7) Comment: “Present the computational complexity of the current work.”

Response: Thanks very much for your comments. In our manuscript, we first analyzed the computational complexity of SimRank, as we wrote, “Though this can be saved time cost in on-line stage, expensive operations are required in the off-line stage, which involves O(n2) time cost and O(ld2n2) space cost at the l-th iteration, where n is the number of nodes in the network, d is the average degree of the nodes, and we set l from 1 to 7 in terms of time and cost overhead.” (Line 224-228). And then we analyzed the computational complexity of the PictureSim, as we wrote, “Therefore, PictureSim optimizes the efficiency of SimRank by TopSim algorithm without any preprocessing, which requires O(d2l) time cost in the on-line stage.” (Line 235-237).

8) Comment: “Discuss about the limitations of the current work in conclusion.”

Response: Thanks very much for your comments. After checking the paper carefully, we recognize that it is necessary to discuss the limitations of the current work, and we wrote, “Future work will extend our approach to other datasets for effectively searching similar objects in other fields, because PictureSim is proposed for searching semantically similar pictures. Then, PictureSim requires O(d2l) time cost, and the number of paths increases exponentially as path length increases, which makes computation expensive in terms of time and space and cannot support fast similarity search over large networks.

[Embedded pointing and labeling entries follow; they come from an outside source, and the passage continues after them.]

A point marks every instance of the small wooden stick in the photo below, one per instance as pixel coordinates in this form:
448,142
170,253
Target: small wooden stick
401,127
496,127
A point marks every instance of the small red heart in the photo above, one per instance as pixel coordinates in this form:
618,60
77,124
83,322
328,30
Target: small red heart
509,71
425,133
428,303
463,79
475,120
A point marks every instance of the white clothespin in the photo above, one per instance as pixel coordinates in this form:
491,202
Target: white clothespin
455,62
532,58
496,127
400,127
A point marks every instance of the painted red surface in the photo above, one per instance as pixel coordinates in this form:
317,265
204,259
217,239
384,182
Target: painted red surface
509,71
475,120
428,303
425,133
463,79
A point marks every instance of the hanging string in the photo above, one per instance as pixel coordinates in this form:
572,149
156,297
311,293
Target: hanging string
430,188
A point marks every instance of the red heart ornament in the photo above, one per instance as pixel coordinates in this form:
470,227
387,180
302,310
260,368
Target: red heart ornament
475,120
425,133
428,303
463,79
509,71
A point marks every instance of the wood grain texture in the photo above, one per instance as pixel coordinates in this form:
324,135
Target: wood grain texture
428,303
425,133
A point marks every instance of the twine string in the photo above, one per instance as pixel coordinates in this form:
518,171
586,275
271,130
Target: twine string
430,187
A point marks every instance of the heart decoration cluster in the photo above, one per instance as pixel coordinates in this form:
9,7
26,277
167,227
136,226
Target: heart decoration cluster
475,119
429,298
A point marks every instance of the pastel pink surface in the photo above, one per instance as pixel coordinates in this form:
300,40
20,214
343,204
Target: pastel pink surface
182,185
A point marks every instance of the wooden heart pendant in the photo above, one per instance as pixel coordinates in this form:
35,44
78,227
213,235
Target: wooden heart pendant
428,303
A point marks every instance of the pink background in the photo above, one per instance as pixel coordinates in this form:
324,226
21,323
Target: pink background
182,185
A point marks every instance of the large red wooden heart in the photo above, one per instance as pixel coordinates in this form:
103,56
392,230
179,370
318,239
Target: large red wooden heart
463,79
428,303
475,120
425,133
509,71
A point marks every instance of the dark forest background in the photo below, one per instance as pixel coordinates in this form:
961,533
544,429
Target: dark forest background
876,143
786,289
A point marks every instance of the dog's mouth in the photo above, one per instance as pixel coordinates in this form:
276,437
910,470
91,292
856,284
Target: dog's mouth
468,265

So, we will focus on reducing computational overhead to ensure timely response in large networks.” (Line 369-375).

Response to Reviewer #2:

1) Comment: “Paper is well written. Author should add a little background of the study and limitations of the existing works and clearly explain the contributions at the end of the introduction.”

Response: Thanks for your insightful comments. By your comments, the background and limitations of the existing works are discussed, as we wrote, “Practically, the measurement of picture similarity should be based on semantic information rather than visual features, which could cause a “semantic gap” between “semantic similarity” by human judgments and “visually similarity” by computer judgments. More precisely, picture semantic similarity is to answer the question “how similar are these two pictures?”. For example, if there are two pictures with different colors and backgrounds in “Cell phone” advertisements, which should be considered to be similar semantically, but they might be treated as dissimilar in visual features. On the other hand, different semantic pictures with similar visual features are judged to be similar pictures by the content-based methods. Due to the lack of semantic consideration, content-based metrics mainly focus on finding similar pictures in terms of visual features rather than semantics, which might neglect the expected similar pictures and deviate from the user’s intention.” (Line 30-41). Then, we explain the contributions of our works more clearly, as we wrote in the introduction, “We build a picture-tag network by “description” relationships between pictures and tags. Initially, tags and pictures are treated as nodes, and relationships between pictures and tags are regarded as edges. Then, we propose a TF-IDF-based method to remove the noisy links by setting a threshold, which could measure whether a tag has good classification performance. We propose a link-based picture similarity search algorithm, namely PictureSim, for effectively searching similar pictures semantically, which considers the context structure to search underlying similar pictures in a network. And it could respond to the user’s requirement timely. We ran a comprehensive set of experiments on Nipic datasets and ImageNet datasets. Our results show that PictureSim achieves semantic similarity search between pictures, which produces a better correlation with human judgments compared with content-based methods.” (Line 99-111).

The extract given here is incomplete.